Tout son entourage, et même quelques ennemis. Mais combien sont dans le même temps capables de citer Morris, son inventeur et dessinateur pendant près de 60 ans ? Un auteur, mort en 2001, qui lui aura consacré la totalité de sa vie d’artiste, de sa première planche à sa mort… Un dévouement rare à une série interminable, non terminée et depuis toujours (très) populaire, qui a longtemps, aux yeux des esthètes et des rares savants du Neuvième Art, relégué Morris comme tant d’autres à l’ombre des très rares auteurs à être plus connus que leur création – on pense évidemment à Hergé, à Franquin, à Tardi, peut-être à Moebius… Il faudra désormais, aussi, penser à Morris, qui aura attendu les 70 ans de son cow-boy et une année 2016 où il n’y en aura eu que pour lui, pour enfin toucher à cette reconnaissance artistique qui le fuyait de son vivant. Cet hommage tardif a démarré au dernier festival international d’Angoulême, avec une exposition enfin digne de sa carrière, et une monographie du même nom, « L’art de Morris », absolument remarquable. Il s’est poursuivi avec la création de deux « one-shots » de Lucky Luke à la fois très proches et très différents de ceux de Morris. Et s’achèvera avec la parution d’un nouvel album de la série-mère, dont le destin est désormais aux mains de Jul et Achdé. Le Hors Série que vous tenez entre les mains se veut dans la même veine : un hommage enfin vibrant et on l’espère complet à cet auteur encore mal connu du grand public, et dont l’apport à la grande histoire de la bande dessinée ne se limite pas aux bons mots et aux coups de colt de son cow-boy.
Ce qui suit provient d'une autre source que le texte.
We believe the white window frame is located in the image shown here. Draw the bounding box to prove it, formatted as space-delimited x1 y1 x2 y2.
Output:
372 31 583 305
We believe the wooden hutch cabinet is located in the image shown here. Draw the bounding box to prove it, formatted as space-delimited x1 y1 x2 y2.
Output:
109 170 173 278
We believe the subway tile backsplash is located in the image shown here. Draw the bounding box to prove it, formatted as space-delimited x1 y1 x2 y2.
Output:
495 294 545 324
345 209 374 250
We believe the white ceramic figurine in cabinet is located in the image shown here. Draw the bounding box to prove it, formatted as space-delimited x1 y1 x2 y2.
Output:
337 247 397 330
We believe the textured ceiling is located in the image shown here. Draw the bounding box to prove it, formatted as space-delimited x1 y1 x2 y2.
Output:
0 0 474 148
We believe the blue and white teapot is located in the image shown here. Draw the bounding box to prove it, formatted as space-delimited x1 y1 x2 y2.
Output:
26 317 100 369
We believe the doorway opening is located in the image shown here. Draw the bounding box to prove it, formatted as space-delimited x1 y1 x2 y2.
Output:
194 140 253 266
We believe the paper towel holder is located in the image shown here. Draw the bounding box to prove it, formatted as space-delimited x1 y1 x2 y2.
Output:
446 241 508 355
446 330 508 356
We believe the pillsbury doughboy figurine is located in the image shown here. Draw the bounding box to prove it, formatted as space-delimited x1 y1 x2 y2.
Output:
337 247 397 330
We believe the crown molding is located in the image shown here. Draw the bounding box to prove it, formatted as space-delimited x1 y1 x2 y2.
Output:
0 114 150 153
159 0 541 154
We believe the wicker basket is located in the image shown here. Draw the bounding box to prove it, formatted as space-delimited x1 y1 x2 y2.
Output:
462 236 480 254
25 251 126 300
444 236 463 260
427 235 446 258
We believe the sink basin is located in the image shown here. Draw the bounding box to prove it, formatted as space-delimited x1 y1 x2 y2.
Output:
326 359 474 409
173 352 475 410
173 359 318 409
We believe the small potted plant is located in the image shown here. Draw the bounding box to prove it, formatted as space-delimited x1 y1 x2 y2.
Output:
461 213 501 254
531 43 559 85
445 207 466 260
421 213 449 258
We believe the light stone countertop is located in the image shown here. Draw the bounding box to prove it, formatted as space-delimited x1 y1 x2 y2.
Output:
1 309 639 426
Maurice de Bevere ne s’est pas contenté de faire partie des pionniers, il est l’un des rares créateurs d’univers au sein desquels chaque facette de son art forment un tout cohérent : que serait Lucky Luke sans les « singing cowboys » et les serials des années 20 et 30, chers au petit bruxellois qu’était Maurice de Bevere ? Sans ses envies avortées d’animation, pour laquelle il pensait être fait, comme son ami André Franquin ? Sans ses années américaines et sa rencontre, à New York, avec Harvey Kurtzman, l’équipe du « Mad » et leurs manières de faire ? Sans sa rencontre, quelques mois plus tôt, avec René Goscinny, le scénariste qui fera de Lucky Luke ce qu’il est devenu : une icône populaire à l’identité forte, faite de bons mots, de clins d’oeil et de clichés western mieux dressés qu’au rodéo. Une identité qui passe évidemment par la vista de son dessinateur et artisan, qui connaissait son art mieux que personne – ce fut d’ailleurs Morris qui popularisa, dans Spirou, le terme de Neuvième Art. Dynamisme, cadrage, mise en page, mouvements, couleurs… Le dessinateur de Lucky Luke a inventé bien plus qu’un personnage mythique, il a définit des manières de faire et de raconter des histoires en images dont, désormais, les plus pointus se revendiquent : Blutch, Jean-Christophe Menu, Christophe Blain… Tous doivent beaucoup à Morris. Comme sans doute tous ses lecteurs.